Internet safety: Whose job to teach kids about it?

Debate persists on whose responsibility it is – parents or teachers – to instruct young people in Internet safety.

By Stacy Teicher Khadaroo Staff writer / February 26, 2010

The proverbial "village" could be doing a better job of raising America's young people to be safe and ethical online, a new cybersafety survey suggests.

Only about half of school administrators report that their districts require lessons in online safety as part of their curriculum. About four out of 10 teachers have taught nothing about security issues such as changing passwords or avoiding the dangers of social networking sites in the past 12 months. And three out of 10 have taught nothing about online ethics.

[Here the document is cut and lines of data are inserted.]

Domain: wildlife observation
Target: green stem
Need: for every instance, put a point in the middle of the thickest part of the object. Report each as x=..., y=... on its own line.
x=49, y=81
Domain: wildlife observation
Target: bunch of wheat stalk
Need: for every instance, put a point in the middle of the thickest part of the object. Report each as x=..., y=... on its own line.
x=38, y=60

"There's no national consensus around what we are supposed to be teaching kids about being participants in a digital age," says Michael Kaiser, executive director of the National Cyber Security Alliance, a nonprofit that commissioned the survey.

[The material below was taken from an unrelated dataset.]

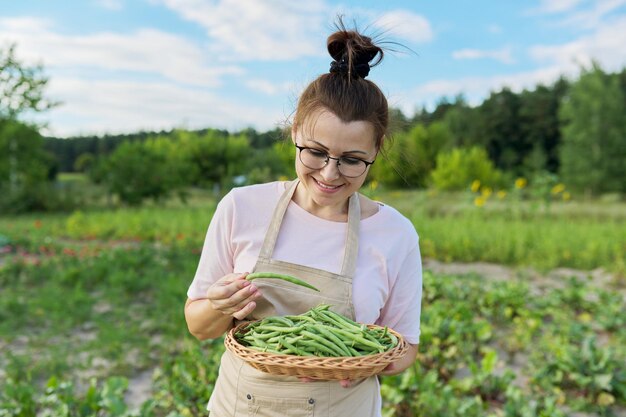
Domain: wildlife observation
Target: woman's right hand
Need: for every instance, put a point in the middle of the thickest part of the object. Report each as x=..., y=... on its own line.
x=233, y=295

As cyberbullying-linked student suicides and computer hacking continue to make headlines, nearly all educators and school technology coordinators agree it's important to teach about cybersecurity and cyberethics. But "there seems to be some confusion about who is supposed to be doing it and how much they're supposed to be doing," Mr. Kaiser says. The survey found that seven out of 10 teachers think parents should be primarily responsible for cybersafety lessons. But nearly half of school administrators say teachers should be primarily responsible.